On ne s'occupa plus du Corps Législatif ni du Tribunat. On les laissa dans une parfaite oisiveté, sans leur expliquer d'aucune façon les projets que le gouvernement pouvait avoir conçus. La Constitution ne contenait pas plus la faculté de prorogation que celle de dissolution. On ne renvoya donc pas les deux assemblées, mais on ne leur fournit aucun travail. On avait retiré, outre les lois du Code civil, une loi relative au rétablissement de la marque pour le crime de faux. Ce crime, par suite des circonstances de la Révolution, s'était multiplié d'une manière effrayante. Tant de pièces exigées par les règles nouvelles de la comptabilité, tant de certificats de civisme, naguère indispensables pour n'être pas considéré comme suspect, tant de certificats de présence demandés aux émigrés rentrés pour les purger du délit d'émigration, tant de constatations de tout genre, exigées et fournies par écrit, avaient donné naissance à une détestable classe de criminels: c'étaient les faussaires. Ils infestaient la région des affaires, comme naguère les brigands infestaient les grands chemins. Le Premier Consul avait voulu une peine spéciale contre eux, comme il avait voulu une juridiction spéciale contre les dévastateurs des grandes routes, et il venait de proposer la marque. Le crime de faux enrichit, disait-il; un faussaire qui a fini sa peine rentre dans la société, et avec du luxe il fait oublier son crime. Il faut une flétrissure indélébile de la main du bourreau, qui ne permette plus aux complaisants que la richesse entraîne toujours après elle, de s'asseoir à la table du faussaire enrichi. Cette proposition avait rencontré les mêmes difficultés que le Code civil. On la retira, et il ne resta plus rien en délibération; car les lois relatives à l'instruction publique, au rétablissement des cultes, n'avaient pas même été présentées. Quant aux lois de finances, on les réservait pour servir de prétexte à une session extraordinaire au printemps. On laissa donc cette espèce de parlement, non dissous, non prorogé, oisif, inutile, embarrassé de son inaction, et portant aux yeux de la France la responsabilité d'une interruption complète dans les bons et utiles travaux du gouvernement.

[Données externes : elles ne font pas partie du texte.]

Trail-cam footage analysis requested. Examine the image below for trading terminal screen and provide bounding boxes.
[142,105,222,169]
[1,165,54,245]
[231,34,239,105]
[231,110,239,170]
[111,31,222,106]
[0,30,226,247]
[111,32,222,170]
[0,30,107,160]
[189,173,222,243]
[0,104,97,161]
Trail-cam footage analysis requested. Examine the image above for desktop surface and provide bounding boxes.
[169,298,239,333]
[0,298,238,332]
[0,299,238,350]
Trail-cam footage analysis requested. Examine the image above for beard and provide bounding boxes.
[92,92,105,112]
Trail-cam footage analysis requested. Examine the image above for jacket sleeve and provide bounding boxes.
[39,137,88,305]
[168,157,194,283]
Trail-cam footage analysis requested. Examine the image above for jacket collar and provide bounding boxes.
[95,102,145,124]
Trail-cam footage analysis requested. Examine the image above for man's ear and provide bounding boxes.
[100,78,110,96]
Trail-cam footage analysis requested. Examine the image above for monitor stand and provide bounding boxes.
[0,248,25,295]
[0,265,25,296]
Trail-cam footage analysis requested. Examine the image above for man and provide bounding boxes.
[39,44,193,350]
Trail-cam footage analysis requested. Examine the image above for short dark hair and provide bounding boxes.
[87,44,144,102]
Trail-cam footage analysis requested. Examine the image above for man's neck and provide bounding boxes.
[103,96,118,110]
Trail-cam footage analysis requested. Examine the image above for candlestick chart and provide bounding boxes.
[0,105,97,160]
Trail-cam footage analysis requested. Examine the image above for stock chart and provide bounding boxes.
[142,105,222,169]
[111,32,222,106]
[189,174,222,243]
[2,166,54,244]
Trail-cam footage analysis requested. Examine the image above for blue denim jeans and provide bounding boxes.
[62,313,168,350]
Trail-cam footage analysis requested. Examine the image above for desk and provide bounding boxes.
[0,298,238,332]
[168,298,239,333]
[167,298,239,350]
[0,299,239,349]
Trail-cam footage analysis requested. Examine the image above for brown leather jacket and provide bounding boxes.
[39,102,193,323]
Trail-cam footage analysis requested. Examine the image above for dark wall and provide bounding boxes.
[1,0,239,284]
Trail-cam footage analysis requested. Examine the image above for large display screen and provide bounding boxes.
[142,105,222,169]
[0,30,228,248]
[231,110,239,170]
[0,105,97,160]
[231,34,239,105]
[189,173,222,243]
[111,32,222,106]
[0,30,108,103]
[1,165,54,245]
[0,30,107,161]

Il fut convenu que pendant l'absence du Premier Consul, M. Cambacérès, qui avait un art particulier pour manier le Sénat, se chargerait de faire interpréter comme on le voulait, l'article 38 de la Constitution, et qu'il veillerait lui-même à l'exclusion des vingt et des soixante membres, qu'il s'agissait de faire sortir du Tribunat et du Corps Législatif.

Avant de partir, le Premier Consul avait eu à s'occuper de deux affaires importantes, l'expédition de Saint-Domingue, et le congrès d'Amiens. La seconde le retenait au delà du terme fixé pour son départ.

Projet d'une expédition à Saint-Domingue.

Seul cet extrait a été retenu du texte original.